“ Aan een agrarisch familiebedrijf ontkom je niet “
door Johan Weerkamp
mei 2021
In 2014 verscheen het boek Wat de boer niet zegt (Weerkamp, 2014) dat ik samen met collega Truke Zeinstra schreef. We vroegen de bekende familietherapeut en publicist Else Marie van den Eerenbeemt om het voorwoord te schrijven. Daarin schreef ze …”Aan een agrarisch bedrijf ontkom je niet. Je kunt je niet onttrekken aan het feit dat je op een boerderij opgroeit en dat je familieleven zich daar afspeelt. Je bent er vaak sterker van geworden of je hebt er onder geleden. .. ..De gang van zaken in een agrarisch familiebedrijf is meer dan in welk bedrijf ook, dwingend aanwezig… Dat gaat in je bloed en in je genen zitten. ‘Eerst de koeien, dan de kinderen’, is een veel gehoorde uitspraak in agrarische gezinnen” . (Eerenbeemt, 2014)
Toen ik dit las schrok ik. ‘Eerst de koeien, dan de kinderen’? Wil ik dat in het voorwoord van ons boek hebben?

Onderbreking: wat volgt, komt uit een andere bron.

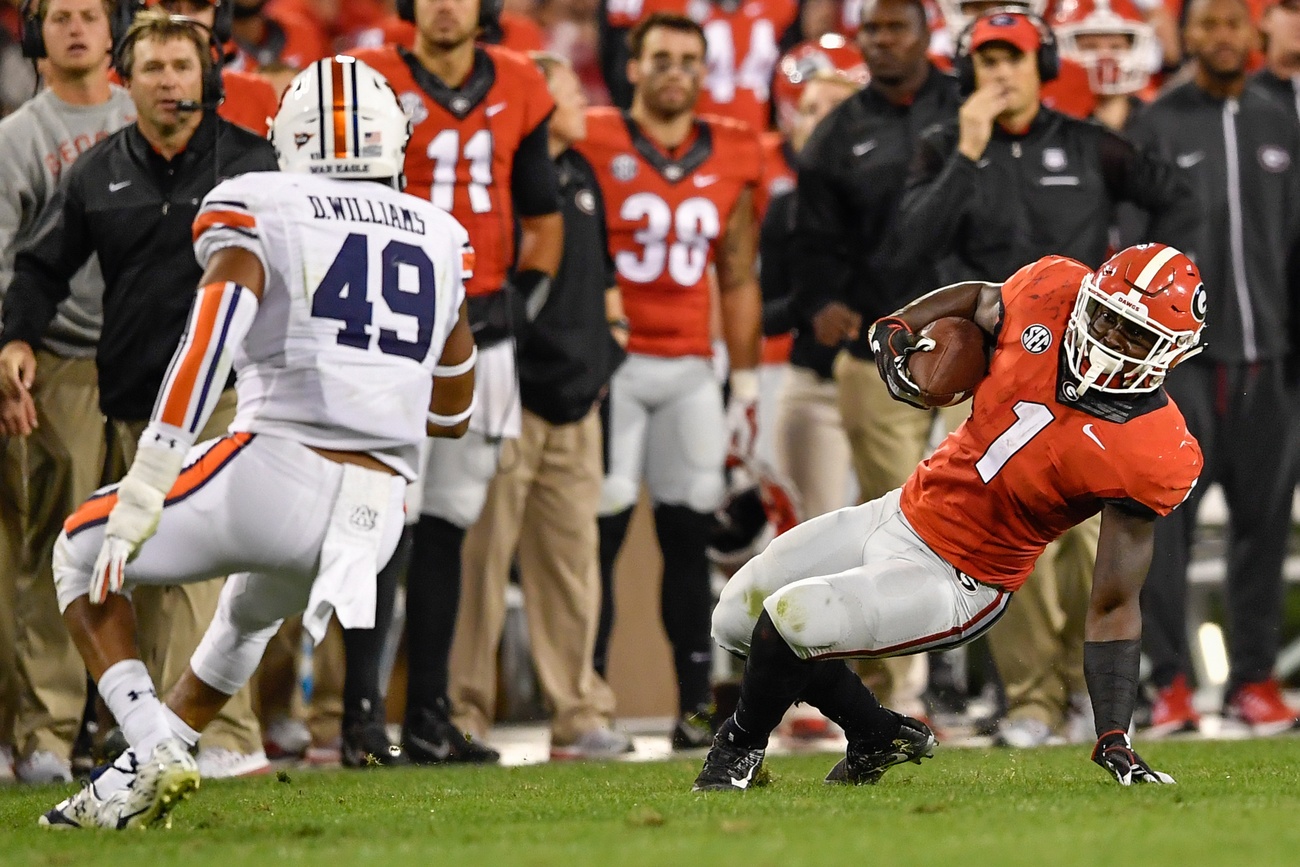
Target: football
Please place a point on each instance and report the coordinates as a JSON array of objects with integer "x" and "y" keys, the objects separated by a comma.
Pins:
[{"x": 947, "y": 373}]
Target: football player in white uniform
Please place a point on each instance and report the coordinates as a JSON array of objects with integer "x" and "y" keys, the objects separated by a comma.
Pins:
[{"x": 339, "y": 307}]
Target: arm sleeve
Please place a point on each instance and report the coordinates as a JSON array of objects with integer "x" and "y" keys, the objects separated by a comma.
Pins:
[
  {"x": 57, "y": 250},
  {"x": 533, "y": 182},
  {"x": 940, "y": 185},
  {"x": 1155, "y": 185},
  {"x": 226, "y": 220}
]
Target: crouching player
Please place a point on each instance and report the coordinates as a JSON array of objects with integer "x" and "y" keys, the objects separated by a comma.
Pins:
[
  {"x": 338, "y": 303},
  {"x": 1070, "y": 420}
]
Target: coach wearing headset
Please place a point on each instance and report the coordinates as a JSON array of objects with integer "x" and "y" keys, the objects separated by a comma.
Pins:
[
  {"x": 130, "y": 200},
  {"x": 1008, "y": 182}
]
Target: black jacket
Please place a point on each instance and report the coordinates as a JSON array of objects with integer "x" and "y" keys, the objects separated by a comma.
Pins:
[
  {"x": 1052, "y": 190},
  {"x": 122, "y": 202},
  {"x": 852, "y": 174},
  {"x": 568, "y": 354},
  {"x": 776, "y": 280},
  {"x": 1249, "y": 207}
]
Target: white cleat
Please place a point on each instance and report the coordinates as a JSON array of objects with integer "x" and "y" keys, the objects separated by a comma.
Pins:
[
  {"x": 82, "y": 810},
  {"x": 167, "y": 779}
]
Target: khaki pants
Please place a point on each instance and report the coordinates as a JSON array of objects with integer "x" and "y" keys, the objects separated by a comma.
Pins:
[
  {"x": 44, "y": 478},
  {"x": 887, "y": 438},
  {"x": 544, "y": 502},
  {"x": 1038, "y": 645},
  {"x": 811, "y": 447},
  {"x": 170, "y": 620}
]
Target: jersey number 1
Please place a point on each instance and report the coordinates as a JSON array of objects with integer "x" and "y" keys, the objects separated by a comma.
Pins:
[
  {"x": 1030, "y": 421},
  {"x": 342, "y": 295}
]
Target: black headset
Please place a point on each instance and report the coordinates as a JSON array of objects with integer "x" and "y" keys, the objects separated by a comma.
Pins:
[
  {"x": 489, "y": 13},
  {"x": 213, "y": 89},
  {"x": 34, "y": 38},
  {"x": 1048, "y": 53}
]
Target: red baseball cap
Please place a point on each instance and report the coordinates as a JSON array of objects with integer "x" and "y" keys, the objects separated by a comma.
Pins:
[{"x": 1009, "y": 27}]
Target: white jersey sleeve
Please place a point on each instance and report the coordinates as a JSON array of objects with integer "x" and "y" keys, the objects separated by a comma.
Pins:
[{"x": 363, "y": 287}]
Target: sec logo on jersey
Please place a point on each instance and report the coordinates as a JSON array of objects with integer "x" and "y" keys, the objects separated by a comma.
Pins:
[{"x": 1036, "y": 338}]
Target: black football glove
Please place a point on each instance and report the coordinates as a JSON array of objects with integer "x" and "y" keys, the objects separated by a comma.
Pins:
[
  {"x": 1116, "y": 753},
  {"x": 892, "y": 341}
]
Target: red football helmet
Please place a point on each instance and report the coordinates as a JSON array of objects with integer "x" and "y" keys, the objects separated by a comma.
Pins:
[
  {"x": 800, "y": 64},
  {"x": 1151, "y": 300},
  {"x": 1119, "y": 69}
]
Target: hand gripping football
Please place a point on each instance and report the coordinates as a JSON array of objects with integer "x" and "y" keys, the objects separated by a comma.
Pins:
[{"x": 949, "y": 360}]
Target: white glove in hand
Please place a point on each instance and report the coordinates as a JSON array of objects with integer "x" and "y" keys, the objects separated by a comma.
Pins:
[{"x": 134, "y": 519}]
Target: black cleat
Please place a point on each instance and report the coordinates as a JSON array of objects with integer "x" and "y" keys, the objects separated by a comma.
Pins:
[
  {"x": 365, "y": 745},
  {"x": 430, "y": 738},
  {"x": 731, "y": 768},
  {"x": 693, "y": 731},
  {"x": 865, "y": 766}
]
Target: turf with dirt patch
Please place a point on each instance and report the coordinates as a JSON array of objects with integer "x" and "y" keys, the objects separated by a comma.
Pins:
[{"x": 1236, "y": 803}]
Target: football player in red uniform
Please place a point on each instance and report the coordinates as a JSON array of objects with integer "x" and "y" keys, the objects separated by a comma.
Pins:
[
  {"x": 679, "y": 202},
  {"x": 1071, "y": 420},
  {"x": 477, "y": 148}
]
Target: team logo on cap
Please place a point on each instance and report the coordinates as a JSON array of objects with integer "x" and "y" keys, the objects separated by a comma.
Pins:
[
  {"x": 1036, "y": 338},
  {"x": 1274, "y": 159}
]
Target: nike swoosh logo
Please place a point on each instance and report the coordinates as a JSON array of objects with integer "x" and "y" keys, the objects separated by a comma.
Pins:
[
  {"x": 1090, "y": 434},
  {"x": 440, "y": 750}
]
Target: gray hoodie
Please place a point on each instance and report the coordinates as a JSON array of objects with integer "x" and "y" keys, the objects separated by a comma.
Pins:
[{"x": 38, "y": 142}]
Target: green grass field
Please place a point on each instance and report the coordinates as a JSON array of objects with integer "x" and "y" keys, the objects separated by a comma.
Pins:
[{"x": 1236, "y": 803}]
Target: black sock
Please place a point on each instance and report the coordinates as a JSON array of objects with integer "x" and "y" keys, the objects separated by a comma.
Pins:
[
  {"x": 687, "y": 601},
  {"x": 614, "y": 529},
  {"x": 774, "y": 679},
  {"x": 433, "y": 598},
  {"x": 364, "y": 647},
  {"x": 839, "y": 693}
]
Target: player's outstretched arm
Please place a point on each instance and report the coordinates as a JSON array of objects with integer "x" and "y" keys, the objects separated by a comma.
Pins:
[
  {"x": 222, "y": 312},
  {"x": 453, "y": 402},
  {"x": 1112, "y": 638}
]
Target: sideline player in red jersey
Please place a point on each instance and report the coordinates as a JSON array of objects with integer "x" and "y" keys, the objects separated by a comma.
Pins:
[
  {"x": 479, "y": 151},
  {"x": 1070, "y": 420},
  {"x": 679, "y": 195}
]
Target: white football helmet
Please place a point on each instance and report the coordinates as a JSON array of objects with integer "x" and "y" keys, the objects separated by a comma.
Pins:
[
  {"x": 342, "y": 118},
  {"x": 1152, "y": 298}
]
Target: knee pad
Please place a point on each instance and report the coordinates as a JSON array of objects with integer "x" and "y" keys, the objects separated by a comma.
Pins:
[
  {"x": 810, "y": 616},
  {"x": 618, "y": 494},
  {"x": 72, "y": 569}
]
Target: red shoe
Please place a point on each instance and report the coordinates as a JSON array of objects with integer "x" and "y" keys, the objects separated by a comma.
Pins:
[
  {"x": 1173, "y": 711},
  {"x": 1261, "y": 707}
]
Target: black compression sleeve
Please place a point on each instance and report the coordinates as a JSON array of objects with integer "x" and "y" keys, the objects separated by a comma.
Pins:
[
  {"x": 1110, "y": 671},
  {"x": 534, "y": 183}
]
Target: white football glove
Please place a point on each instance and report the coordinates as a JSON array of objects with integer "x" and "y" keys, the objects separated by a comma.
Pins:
[{"x": 141, "y": 497}]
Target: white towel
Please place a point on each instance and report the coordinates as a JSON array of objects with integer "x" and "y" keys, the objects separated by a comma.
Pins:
[{"x": 345, "y": 584}]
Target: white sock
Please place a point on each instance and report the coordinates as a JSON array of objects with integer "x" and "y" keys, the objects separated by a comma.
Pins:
[
  {"x": 180, "y": 728},
  {"x": 129, "y": 693}
]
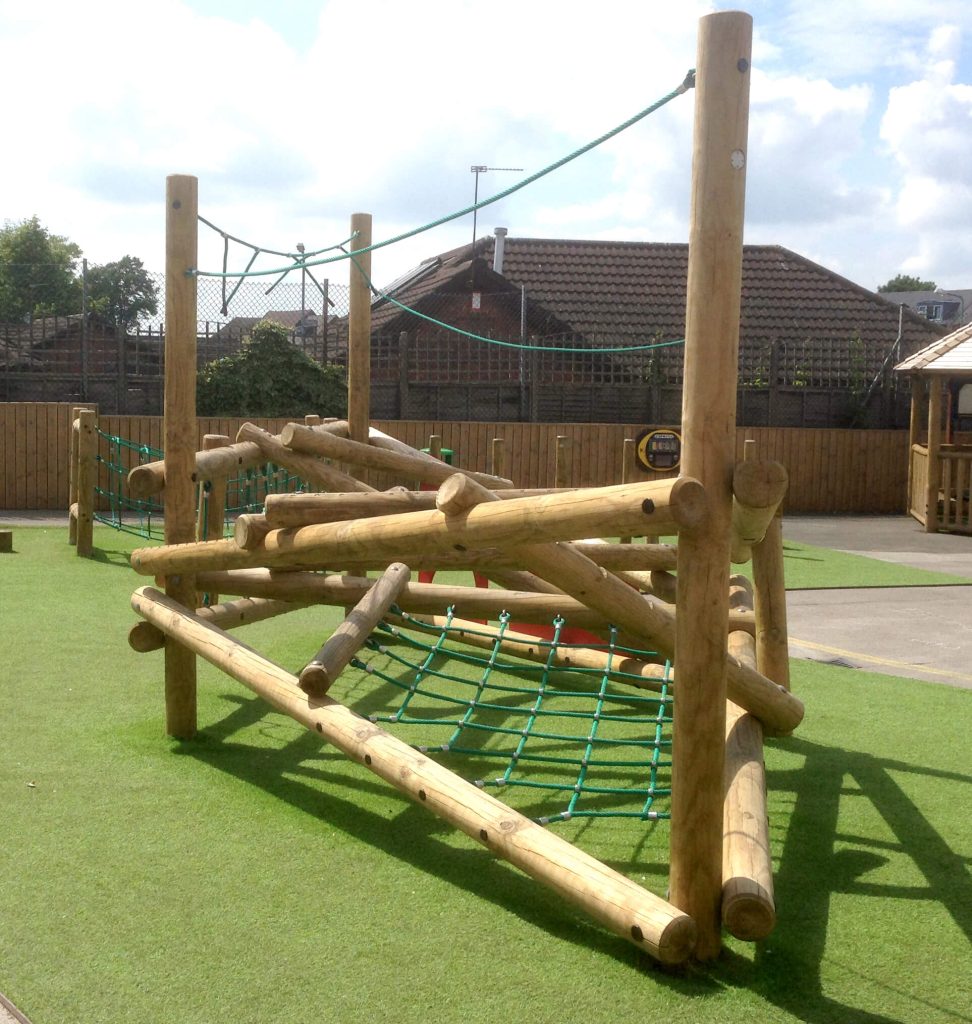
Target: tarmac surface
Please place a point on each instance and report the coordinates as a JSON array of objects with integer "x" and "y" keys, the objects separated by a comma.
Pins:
[{"x": 916, "y": 632}]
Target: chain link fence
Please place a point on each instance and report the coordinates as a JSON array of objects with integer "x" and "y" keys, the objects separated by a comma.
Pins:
[
  {"x": 433, "y": 366},
  {"x": 77, "y": 344}
]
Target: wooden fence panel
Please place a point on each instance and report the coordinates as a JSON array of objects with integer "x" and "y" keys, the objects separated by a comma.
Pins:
[{"x": 831, "y": 471}]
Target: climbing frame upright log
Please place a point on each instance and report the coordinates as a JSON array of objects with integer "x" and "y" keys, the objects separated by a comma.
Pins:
[{"x": 712, "y": 320}]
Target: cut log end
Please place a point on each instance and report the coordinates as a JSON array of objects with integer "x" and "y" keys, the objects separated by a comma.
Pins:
[
  {"x": 314, "y": 680},
  {"x": 676, "y": 942},
  {"x": 748, "y": 910}
]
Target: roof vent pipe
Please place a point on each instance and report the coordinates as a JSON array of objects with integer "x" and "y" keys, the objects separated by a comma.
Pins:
[{"x": 500, "y": 249}]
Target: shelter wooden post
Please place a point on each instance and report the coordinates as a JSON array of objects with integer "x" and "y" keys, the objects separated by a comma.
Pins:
[
  {"x": 85, "y": 477},
  {"x": 709, "y": 431},
  {"x": 180, "y": 433},
  {"x": 914, "y": 431},
  {"x": 934, "y": 455},
  {"x": 358, "y": 332}
]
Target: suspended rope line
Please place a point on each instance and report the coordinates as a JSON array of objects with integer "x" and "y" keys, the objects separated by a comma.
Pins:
[
  {"x": 687, "y": 83},
  {"x": 541, "y": 720},
  {"x": 299, "y": 262},
  {"x": 517, "y": 344}
]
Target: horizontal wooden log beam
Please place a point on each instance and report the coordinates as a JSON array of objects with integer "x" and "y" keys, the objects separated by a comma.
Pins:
[
  {"x": 410, "y": 465},
  {"x": 144, "y": 637},
  {"x": 431, "y": 598},
  {"x": 667, "y": 505},
  {"x": 617, "y": 902},
  {"x": 335, "y": 655},
  {"x": 308, "y": 468},
  {"x": 149, "y": 479},
  {"x": 652, "y": 623}
]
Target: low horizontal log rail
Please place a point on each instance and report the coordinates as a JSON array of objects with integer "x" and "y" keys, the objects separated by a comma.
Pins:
[{"x": 648, "y": 922}]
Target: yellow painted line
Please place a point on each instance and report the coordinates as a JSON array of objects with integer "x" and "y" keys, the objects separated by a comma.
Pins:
[{"x": 889, "y": 663}]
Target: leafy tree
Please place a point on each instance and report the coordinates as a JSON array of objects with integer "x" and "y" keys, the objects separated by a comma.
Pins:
[
  {"x": 37, "y": 272},
  {"x": 905, "y": 283},
  {"x": 122, "y": 292},
  {"x": 269, "y": 377}
]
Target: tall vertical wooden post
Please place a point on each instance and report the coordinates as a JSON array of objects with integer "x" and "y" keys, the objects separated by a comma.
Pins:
[
  {"x": 934, "y": 455},
  {"x": 86, "y": 479},
  {"x": 914, "y": 431},
  {"x": 358, "y": 333},
  {"x": 73, "y": 477},
  {"x": 180, "y": 432},
  {"x": 712, "y": 328}
]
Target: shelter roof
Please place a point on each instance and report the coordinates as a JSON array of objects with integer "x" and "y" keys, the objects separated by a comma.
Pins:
[{"x": 952, "y": 355}]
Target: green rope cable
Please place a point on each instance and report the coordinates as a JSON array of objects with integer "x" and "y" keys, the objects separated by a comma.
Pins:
[
  {"x": 518, "y": 344},
  {"x": 685, "y": 85}
]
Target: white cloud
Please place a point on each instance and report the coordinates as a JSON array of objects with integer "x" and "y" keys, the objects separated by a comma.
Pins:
[{"x": 294, "y": 115}]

Dat is te confronterend en veel te absoluut. Hoe langer ik er over nadacht hoe meer ik het er mee eens was. Ja, zo is het wel. En tegelijk voelt het ongemakkelijk, het kan immers worden opgevat als een beschuldiging aan boerenouders?
Inleiding
In drie artikelen beantwoord ik de vraag welke ondersteunende inzichten hulpverleners nodig hebben om boeren en tuinders en hun families adequaat bij te staan.
Deze inzichten hebben betrekking op het specifieke karakter van het boerenbestaan, dat wat van den Eerenbeemt de ‘dwingende aanwezigheid’ en de ‘onontkoombaarheid’ noemt, de bijzondere eigenschappen van het opgroeien in een boerengezin en het deel uitmaken van een agrarische familie.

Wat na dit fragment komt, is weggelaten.